M. Rajagopalan (born 29 May 1960) is an Indian politician from the CPI(M) and was the MLA of Thrikaripur in the 14th & 15th Niyamasabha.

== Career ==
Rajagopalan started his social activity through Deshabhimani Balasangham, who was a State office bearer from Kasaragod District. He was also the Union Councillor of Calicut University Union twice, a Senate Member in 1984-85 and later became its General Secretary in 1986.

He became a Director Board Member of Agro Industries Corporation, Governing Body Member of Regional Agro Industrial Development Co-operative of Kerala (RAIDCO), a member of Divisional Railway Users Consultative Committee (DRUCC), and the President of Kayyoor Service Co-operative Bank. He is currently the Chairman of Thejaswini Co-operative Hospital, Neeleswaram.

== Political career ==
Rajagopalan was the State Joint Secretary and a Central Committee Member of Students Federation of India (SFI). He was also Kasaragod District President, Secretary and State Joint Secretary of Democratic Youth Federation of India (DYFI).

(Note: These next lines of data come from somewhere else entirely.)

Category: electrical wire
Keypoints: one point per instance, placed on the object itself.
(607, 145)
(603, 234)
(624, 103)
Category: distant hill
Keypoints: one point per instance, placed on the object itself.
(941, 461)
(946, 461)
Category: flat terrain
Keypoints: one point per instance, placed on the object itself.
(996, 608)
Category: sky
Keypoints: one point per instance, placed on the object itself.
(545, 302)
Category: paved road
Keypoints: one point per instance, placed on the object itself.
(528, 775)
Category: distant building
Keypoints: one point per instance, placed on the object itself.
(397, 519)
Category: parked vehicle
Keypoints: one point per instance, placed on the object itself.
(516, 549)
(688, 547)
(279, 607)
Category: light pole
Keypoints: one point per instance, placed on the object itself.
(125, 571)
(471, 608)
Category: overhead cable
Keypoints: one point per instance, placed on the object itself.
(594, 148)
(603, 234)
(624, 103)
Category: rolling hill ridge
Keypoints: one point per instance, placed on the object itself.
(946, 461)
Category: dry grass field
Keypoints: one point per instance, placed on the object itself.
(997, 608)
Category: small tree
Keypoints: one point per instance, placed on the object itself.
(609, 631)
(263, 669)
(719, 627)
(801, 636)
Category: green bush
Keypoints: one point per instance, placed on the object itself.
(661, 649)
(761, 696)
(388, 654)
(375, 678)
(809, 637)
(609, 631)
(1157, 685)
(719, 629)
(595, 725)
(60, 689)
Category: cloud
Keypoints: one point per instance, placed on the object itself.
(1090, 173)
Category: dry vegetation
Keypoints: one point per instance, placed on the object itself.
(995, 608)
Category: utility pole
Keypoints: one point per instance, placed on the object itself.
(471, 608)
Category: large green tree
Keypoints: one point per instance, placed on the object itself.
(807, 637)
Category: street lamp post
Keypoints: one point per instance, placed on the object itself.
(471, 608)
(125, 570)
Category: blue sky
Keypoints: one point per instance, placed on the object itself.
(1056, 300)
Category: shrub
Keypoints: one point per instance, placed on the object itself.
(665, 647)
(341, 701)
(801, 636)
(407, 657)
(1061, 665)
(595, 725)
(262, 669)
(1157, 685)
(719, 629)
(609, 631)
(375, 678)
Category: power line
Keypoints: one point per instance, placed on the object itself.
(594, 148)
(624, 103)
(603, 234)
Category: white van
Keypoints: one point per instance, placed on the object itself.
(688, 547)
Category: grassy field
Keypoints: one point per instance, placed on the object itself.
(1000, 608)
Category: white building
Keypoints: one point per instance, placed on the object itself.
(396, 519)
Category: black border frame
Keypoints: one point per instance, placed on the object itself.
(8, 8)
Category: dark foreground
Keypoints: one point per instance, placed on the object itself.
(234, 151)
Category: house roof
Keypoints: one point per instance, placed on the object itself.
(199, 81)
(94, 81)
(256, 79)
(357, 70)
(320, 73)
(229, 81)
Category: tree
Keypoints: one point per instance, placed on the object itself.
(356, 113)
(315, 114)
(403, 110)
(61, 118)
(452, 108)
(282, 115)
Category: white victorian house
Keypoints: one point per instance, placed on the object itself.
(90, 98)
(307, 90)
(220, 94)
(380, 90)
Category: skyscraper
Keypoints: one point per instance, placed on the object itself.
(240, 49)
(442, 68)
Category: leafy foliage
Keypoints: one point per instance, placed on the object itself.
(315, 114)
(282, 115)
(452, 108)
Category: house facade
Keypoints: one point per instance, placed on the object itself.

He became the President of Kayyur-Cheemeni Grama Panchayat from 2000 to 2005. He is a Director Board member of CPI(M) Kasaragod District Secretariat and the Secretary of Centre of Indian Trade Unions (CITU) Kasaragod District Committee.

== Personal life ==
Rajagopalan is the son of P. Damodaran and M. Devaki. I. Lakshmikutty is his spouse. They have two children: a daughter (Aninditha. L.R) and a son (Sidharth L.R).